Web2.0, Ajax and Accessibility
4th September 2006 by Liam McGee
Web2.0 is the latest marketing buzzword in the industry. It refers, roughly, to the idea of working towards the use of web communication protocols to create collaborative web-based applications. For example, social networking tools allow a large number of users to ‘tag’ web pages, adding information about the page (‘metadata’) that can then be used for categorising and searching by relevance and by popularity.
A loose collection of web applications based on Ajax (a javascript-based programming method) has evolved over the last year or two. The applications often allow other developers to piggyback on top of them to create ‘mashups’ — for example overlaying your own data on top of Google Maps.
Examples of successful web 2.0 applications are blogging (e.g. Blogger); tagging (e.g. del.icio.us); photo sharing (e.g. Flickr); mapping (Google maps); collaborative office applications (e.g. Google spreadsheets, Writely); project management tools (e.g. Basecamp); collaborative news (e.g. Digg).
While the applications are interesting and powerful, frequently heavy reliance on javascript, vision and mouse-use is heralding a new challenge for those with a vision of a standards-compliant, accessible web. Well formed, valid HTML is rare. Easy implementation of Ajax scripts for basic functions (online forms, for example) can render the site unuseable to people with older browsers or restricted or disabled scripting. While IE and Firefox are usually supported, users of other browsers are often excluded. Applications rarely give much thought to interoperability, usability or accessibility. Most importantly, there’s not that many people out there using these applications yet — not when compared to the numbers of people using ‘Web 1.0′. Beware Web 2.0 solutions for your shopping site!

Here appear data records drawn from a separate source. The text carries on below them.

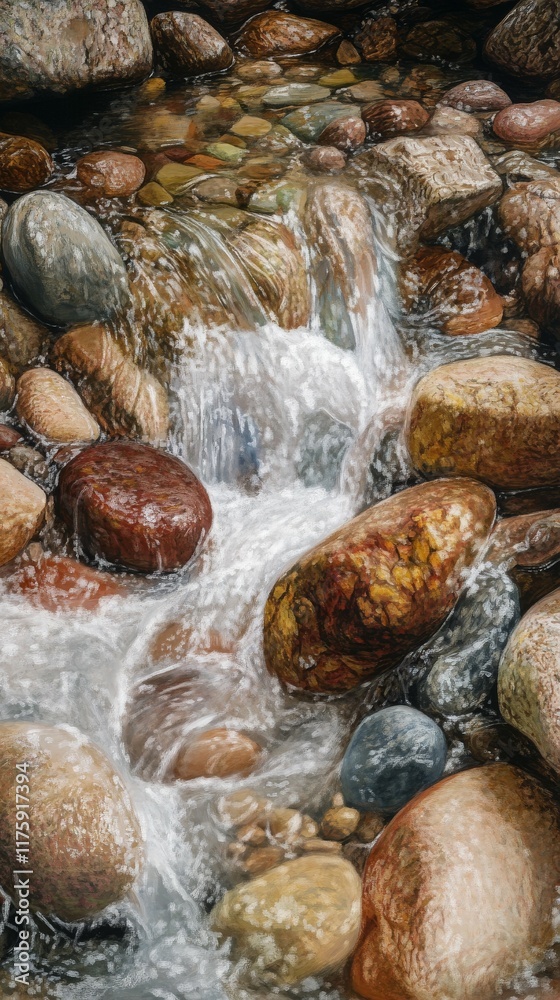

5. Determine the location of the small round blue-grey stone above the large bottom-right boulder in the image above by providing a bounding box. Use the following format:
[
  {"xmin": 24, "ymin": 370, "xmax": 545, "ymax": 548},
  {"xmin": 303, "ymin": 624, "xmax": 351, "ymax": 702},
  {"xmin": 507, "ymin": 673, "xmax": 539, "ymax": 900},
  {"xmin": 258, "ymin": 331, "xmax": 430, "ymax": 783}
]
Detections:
[{"xmin": 340, "ymin": 705, "xmax": 447, "ymax": 815}]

On the plus side, the very openness of several of the applications (noteably Google maps) means that people like ourselves can rework them to make them accessible, useable, well-formed and search engine friendly. A start is being made by the good people of the W3C on a set of standards for ‘Accessible Rich Internet Applications’ (ARIA), the WAI-ARIA Roadmap. So first we sort out the teething troubles. And then Web 2.0 can really get going.